Source:Economic Times Big Bucks
The price-earnings growth ratio is a variant of the price-earnings ratio. The information contained in PEG ratio is not very different from what can be derived from a properly calculated P/E ratio. As a retail investor you are unlikely to calculate this yourself, but if you can, you will benefit from the insights. PEG ratio's utility lies in that it urges you to look forward. It is also somewhat easier to interpret than the plain-vanilla P/E ratio. In mathematical terms, it is calculated by dividing current P/E ratio by expected earnings growth.

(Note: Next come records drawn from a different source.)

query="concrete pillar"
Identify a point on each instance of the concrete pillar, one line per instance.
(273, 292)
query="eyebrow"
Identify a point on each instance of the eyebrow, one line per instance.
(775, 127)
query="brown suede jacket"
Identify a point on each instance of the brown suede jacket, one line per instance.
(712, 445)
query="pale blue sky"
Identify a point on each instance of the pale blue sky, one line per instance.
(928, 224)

For example, let’s try calculating it for Infosys. The current P/E of Infosys on consolidated 12 month trailing profits is 32 times. To calculate PEG, we need to formulate growth expectations. For the moment, let’s take a cue from the numbers put out in broking reports. The expectation for a 12-month earnings growth is around 28%. This gives a PEG of 1.14 (32 divided by 28). The growth expectation over the next two years in broking reports is similar, so the two-year PEG is also 1.14. Let’s take a look at L&T now. Its current P/E ratio is 38 times. Net profit can be expected to grow at a rate of 45% for next 12 months. This makes the PEG around 0.84. Mphasis BFL currently quotes at a P/E of around 18 times. It is expected to grow around 25%. This makes a PEG of 0.72. Notice the numbers.

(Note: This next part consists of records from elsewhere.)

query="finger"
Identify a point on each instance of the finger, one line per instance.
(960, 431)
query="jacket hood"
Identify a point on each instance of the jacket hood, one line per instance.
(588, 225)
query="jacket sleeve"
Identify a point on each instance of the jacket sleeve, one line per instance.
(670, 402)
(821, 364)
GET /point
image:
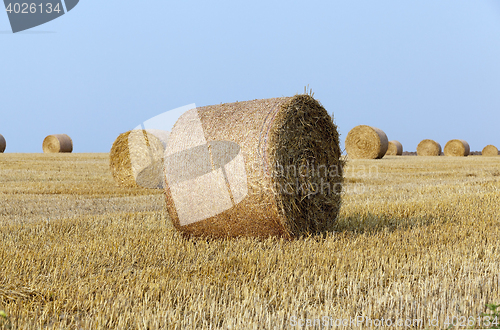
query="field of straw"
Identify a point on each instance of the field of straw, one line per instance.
(417, 239)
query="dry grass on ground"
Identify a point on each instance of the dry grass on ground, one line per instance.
(417, 238)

They are around 1, either a little more or somewhat less. The number 1 is in a way a neutral rate for the PEG ratio. At this number, the P/E and earnings growth rate are perfectly matched. If the PEG ratio is less than one, it means that earnings are growing faster than the P/E. In other words, the P/E will fall next year if the price doesn't change. If the PEG is more than one, it implies that earnings are growing slower than the P/E. This means P/E will increase in future if the price remains the same. The latter points to an unpleasant scenario. Increasing P/E means the stock is becoming more expensive. So holding on to a stock with a PEG greater than one is dangerous. Should you continue to hold a stock with a PEG greater than 1? Ideally no, unless you are short of better ideas.
You may well ask at this stage - 'Why doesn't a stock correct so that its PEG becomes lower than one?' There could be various reasons. There may be other players in the market with a higher view of earnings growth of that company. Sometimes, markets give premium for management quality. Funds will hold companies like Infosys till it gets really expensive, with a PEG of say 1.4 or more. Some investors use the thumbrule of buying at PEG of around 1 or less for large companies and 0.5 or less for mid and small caps. So, L&T, at a PEG of 0.84, is still a very good buy. Infosys looks expensive. Mphasis BFL looks okay too.